Closest possible approximation |
Miss Tock lives in a house full of clocks. Her walls are plastered with time, her drawers brimming with thrift-store wristwatches. Miss Tock once bought seven wind-up alarm clocks from my store, had me wind them up and fix them until they were working in perfect sync with each other.
"I want them all to go off at the same time, one in every room." she said. I made sure not to ask why.

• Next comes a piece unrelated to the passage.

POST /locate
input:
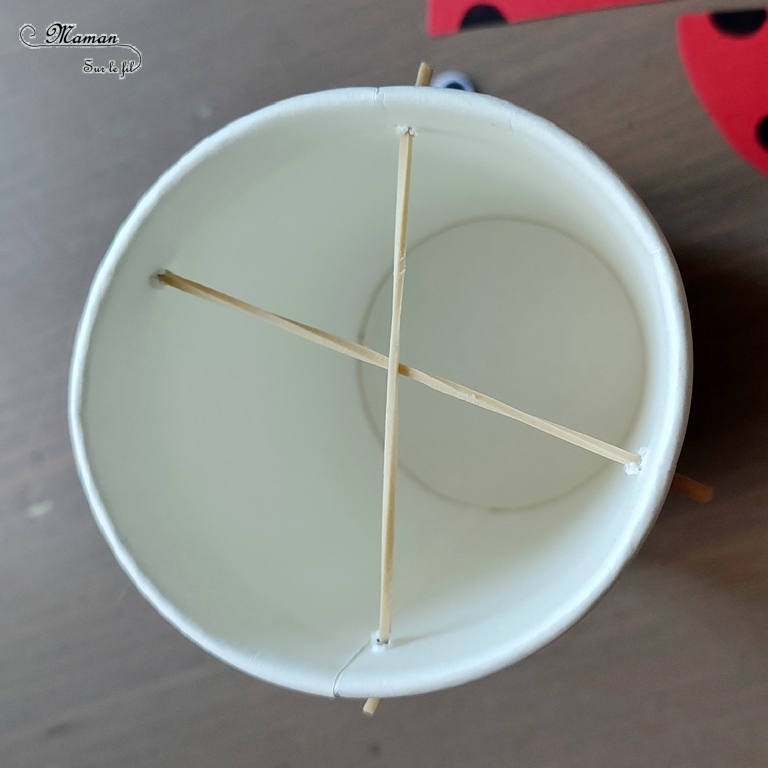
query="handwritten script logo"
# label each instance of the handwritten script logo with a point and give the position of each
(59, 35)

I was at Miss Tock's house today, to do the usual annual windup and some basic maintenance on her clocks. The cuckoo wall was 15 minutes behind today. Half the Swatch drawer had run out of juice. Miss Tock couldn't handle dissonance. If her entire apartment didn't explode with a sound of ringing bells at 6:30 in the morning, then she couldn't even muster the strength to get out of bed.
"It's important to establish a routine. Artists need routine." she said to me, as I struggled with the weights on a grizzled Swiss cuckoo clock.
Miss Tock has never composed any music. According to a customer who used to work with her, Miss Tock barely even taught music. She'd spent the entire hour whiling away at the piano, creating non-melodies and the students had to shut up and take it. When people would offer critique, she'd blame the metronome.
"Goddamn thing's against me. Messes up my tempo on purpose." she'd exclaim and people would nod and not press the issue any further.
Once, a tennant wanted to sue Miss Tock, have her driven out from the premises. Apparently having the house next to you explode in a cacophony of noise at the crack of dawn every day can be particularly vexxing. Miss Tock responded by locking herself inside the apartment to keep the police away, then climbing to the neighbour's balcony, threatening suicide. A compromise was reached, in the end: Miss Tock would give up half her clocks and pay half the price for installing the tenant's new sound insulation.
"Some people just can't handle Art." she said to me "they see a creative mind and they want to destroy it."
I had no choice but to agree. After all, her hands were hovering over an unattended box-cutter on my workbench.